Oh, and none of the millionaires or billionaires in Congress or the Senate does it either. These people blowing your savings on Treasury bonds? The ones saying there is no alternative?
They have their own loot in the stock market.
Of course they do.
Oh, and no financial adviser in America would advise you to keep all or even most of their 401(k) or IRA in Treasury bonds either, unless maybe you needed all of that money within the next few years.
For a longer term investor they’d urge you to keep much or most of your money in stocks. For a very simple reason: Stocks, while more volatile, have been much, much better investments over pretty much any period of about 10 years or more.
Read: ‘I don’t think I can wait until 70’: I’m still working at 66. Should I wait or claim Social Security now?
Even first year Finance 101 students know that Treasury bonds are a good safe haven but a poor source of long-term returns. This is basic stuff.
Don’t believe me? Try some simple numbers.
Since the Social Security Act was passed in 1935, the U.S. stock market has outperformed U.S. Treasury bonds by a factor of 100.
A dollar invested in Treasury bonds in 1935, with all the interest reinvested (and no taxes), would have grown to $ 52 today.
A dollar invested in the S&P 500 at the same time? Er…$ 5,700.
No, really. 100 times as much.
And over any given 35 years—meaning, roughly, the length a typical worker might pay into Social Security—stocks outperformed bonds on average by a factor of 5.
Bonds ended up around 800%. Stocks: 4,000%.
The chart above shows what would have happened since 1980 if you’d invested $ 1,000 in the Social Security trust fund and another $ 1,000 in the S&P 500.
It’s not even close. As you can see, we’re looking at outperformance by about a factor of 7. The S&P 500 beat Social Security by roughly 700%.
(These are using the numbers published by the Social Security Administration.)
Or just look at actual pension funds.
In the past 20 years, says the National Conference on Public Employee Retirement Systems, the average U.S. state or local pension fund has produced more than 2-1/2 times the investment returns of Social Security: 320% to 120%.
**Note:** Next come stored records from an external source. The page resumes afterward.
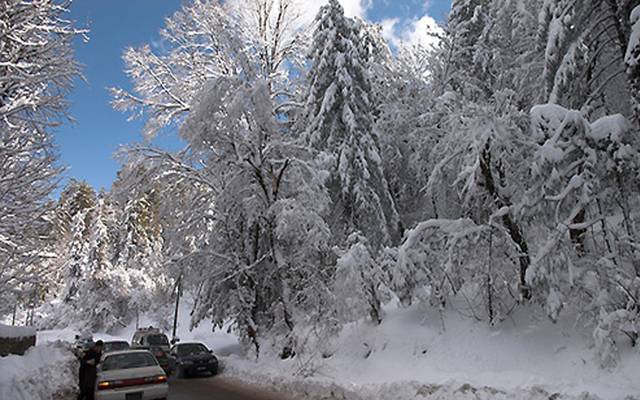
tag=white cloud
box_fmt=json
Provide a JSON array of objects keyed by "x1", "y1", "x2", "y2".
[
  {"x1": 340, "y1": 0, "x2": 371, "y2": 18},
  {"x1": 381, "y1": 15, "x2": 443, "y2": 47},
  {"x1": 298, "y1": 0, "x2": 373, "y2": 21}
]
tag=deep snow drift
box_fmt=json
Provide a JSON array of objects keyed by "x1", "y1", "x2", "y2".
[
  {"x1": 27, "y1": 304, "x2": 640, "y2": 400},
  {"x1": 222, "y1": 307, "x2": 640, "y2": 399},
  {"x1": 0, "y1": 342, "x2": 78, "y2": 400}
]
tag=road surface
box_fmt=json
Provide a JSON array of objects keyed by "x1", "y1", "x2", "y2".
[{"x1": 168, "y1": 376, "x2": 292, "y2": 400}]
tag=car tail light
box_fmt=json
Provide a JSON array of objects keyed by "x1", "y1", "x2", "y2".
[
  {"x1": 98, "y1": 381, "x2": 111, "y2": 390},
  {"x1": 98, "y1": 375, "x2": 167, "y2": 390}
]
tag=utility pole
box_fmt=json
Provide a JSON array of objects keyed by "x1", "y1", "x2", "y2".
[{"x1": 171, "y1": 272, "x2": 182, "y2": 343}]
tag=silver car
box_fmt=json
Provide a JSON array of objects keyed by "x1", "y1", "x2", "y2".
[{"x1": 95, "y1": 350, "x2": 169, "y2": 400}]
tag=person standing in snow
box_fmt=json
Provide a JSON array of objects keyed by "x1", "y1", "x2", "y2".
[{"x1": 78, "y1": 340, "x2": 103, "y2": 400}]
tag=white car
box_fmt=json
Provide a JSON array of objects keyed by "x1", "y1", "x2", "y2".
[{"x1": 95, "y1": 350, "x2": 169, "y2": 400}]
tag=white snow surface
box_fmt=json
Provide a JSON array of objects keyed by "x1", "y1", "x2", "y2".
[
  {"x1": 0, "y1": 342, "x2": 78, "y2": 400},
  {"x1": 0, "y1": 324, "x2": 36, "y2": 338},
  {"x1": 30, "y1": 305, "x2": 640, "y2": 400},
  {"x1": 225, "y1": 307, "x2": 640, "y2": 400}
]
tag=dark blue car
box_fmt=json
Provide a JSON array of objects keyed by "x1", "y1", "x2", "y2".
[{"x1": 171, "y1": 343, "x2": 218, "y2": 377}]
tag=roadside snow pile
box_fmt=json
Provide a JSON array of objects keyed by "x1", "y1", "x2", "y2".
[
  {"x1": 225, "y1": 363, "x2": 604, "y2": 400},
  {"x1": 0, "y1": 324, "x2": 36, "y2": 338},
  {"x1": 0, "y1": 342, "x2": 78, "y2": 400},
  {"x1": 219, "y1": 306, "x2": 640, "y2": 400}
]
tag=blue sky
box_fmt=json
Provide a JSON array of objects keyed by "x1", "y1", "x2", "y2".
[{"x1": 55, "y1": 0, "x2": 450, "y2": 194}]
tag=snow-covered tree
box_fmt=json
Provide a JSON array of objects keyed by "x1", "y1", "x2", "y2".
[
  {"x1": 0, "y1": 0, "x2": 83, "y2": 308},
  {"x1": 112, "y1": 0, "x2": 304, "y2": 137},
  {"x1": 303, "y1": 0, "x2": 399, "y2": 249},
  {"x1": 334, "y1": 232, "x2": 384, "y2": 324}
]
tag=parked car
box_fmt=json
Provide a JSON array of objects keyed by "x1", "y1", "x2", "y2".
[
  {"x1": 131, "y1": 326, "x2": 170, "y2": 353},
  {"x1": 95, "y1": 350, "x2": 169, "y2": 400},
  {"x1": 171, "y1": 343, "x2": 218, "y2": 377},
  {"x1": 131, "y1": 327, "x2": 175, "y2": 375},
  {"x1": 73, "y1": 334, "x2": 94, "y2": 357},
  {"x1": 102, "y1": 340, "x2": 130, "y2": 354}
]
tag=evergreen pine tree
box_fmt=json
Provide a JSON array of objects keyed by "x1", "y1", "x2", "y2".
[{"x1": 304, "y1": 0, "x2": 398, "y2": 248}]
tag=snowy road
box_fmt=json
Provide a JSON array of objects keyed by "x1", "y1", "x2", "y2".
[{"x1": 169, "y1": 376, "x2": 289, "y2": 400}]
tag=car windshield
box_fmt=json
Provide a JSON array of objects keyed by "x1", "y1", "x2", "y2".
[
  {"x1": 178, "y1": 343, "x2": 209, "y2": 356},
  {"x1": 104, "y1": 342, "x2": 129, "y2": 353},
  {"x1": 102, "y1": 353, "x2": 158, "y2": 371},
  {"x1": 147, "y1": 335, "x2": 169, "y2": 346}
]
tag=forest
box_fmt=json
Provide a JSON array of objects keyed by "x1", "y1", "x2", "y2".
[{"x1": 0, "y1": 0, "x2": 640, "y2": 367}]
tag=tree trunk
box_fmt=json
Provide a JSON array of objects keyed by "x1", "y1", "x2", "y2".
[{"x1": 480, "y1": 141, "x2": 531, "y2": 300}]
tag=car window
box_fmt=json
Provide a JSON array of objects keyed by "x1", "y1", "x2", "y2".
[
  {"x1": 102, "y1": 353, "x2": 158, "y2": 371},
  {"x1": 104, "y1": 342, "x2": 129, "y2": 353},
  {"x1": 147, "y1": 335, "x2": 169, "y2": 346},
  {"x1": 178, "y1": 343, "x2": 209, "y2": 356}
]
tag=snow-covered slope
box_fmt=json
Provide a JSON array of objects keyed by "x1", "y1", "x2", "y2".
[
  {"x1": 227, "y1": 307, "x2": 640, "y2": 399},
  {"x1": 0, "y1": 342, "x2": 78, "y2": 400}
]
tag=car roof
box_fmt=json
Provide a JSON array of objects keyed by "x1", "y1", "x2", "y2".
[
  {"x1": 175, "y1": 342, "x2": 207, "y2": 347},
  {"x1": 102, "y1": 349, "x2": 153, "y2": 356}
]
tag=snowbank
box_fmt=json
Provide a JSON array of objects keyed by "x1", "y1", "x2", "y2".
[
  {"x1": 0, "y1": 342, "x2": 78, "y2": 400},
  {"x1": 218, "y1": 307, "x2": 640, "y2": 400},
  {"x1": 0, "y1": 324, "x2": 36, "y2": 339}
]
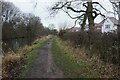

Social Security doubled your money. America’s other public pension funds quadrupled it.
But yeah, sure, the real problem with Social Security is the taxes. It’s the benefits. It’s all the peasants living too long. That’s the problem.
This is like a drunken driver totaling 10 cars in a row and blaming the transmission. Or maybe the upholstery.
If any private sector pension plan invested in the same way, the people running it would be sued into oblivion for breach of fiduciary duty. A financial adviser who kept all his clients in Treasury bonds throughout their career would be drummed out of the business.
None of the solutions need involve investing the whole thing in the S&P 500 SPX, +0.14% or (much better) a global stock market index fund. It’s not about one extreme or another. Most pension funds are about 70% invested in stocks, 30% in bonds.
But even a 30% allocation to stocks in the Social Security trust fund would have doubled total returns since 1980. No kidding.
If they’d made this change a generation or two ago, there would be no crisis. Nobody would be talking about higher taxes, lower benefits, or working into our 70s.
It really isn’t complicated. At last, only about 80 years too late, some people in Washington may be getting a clue.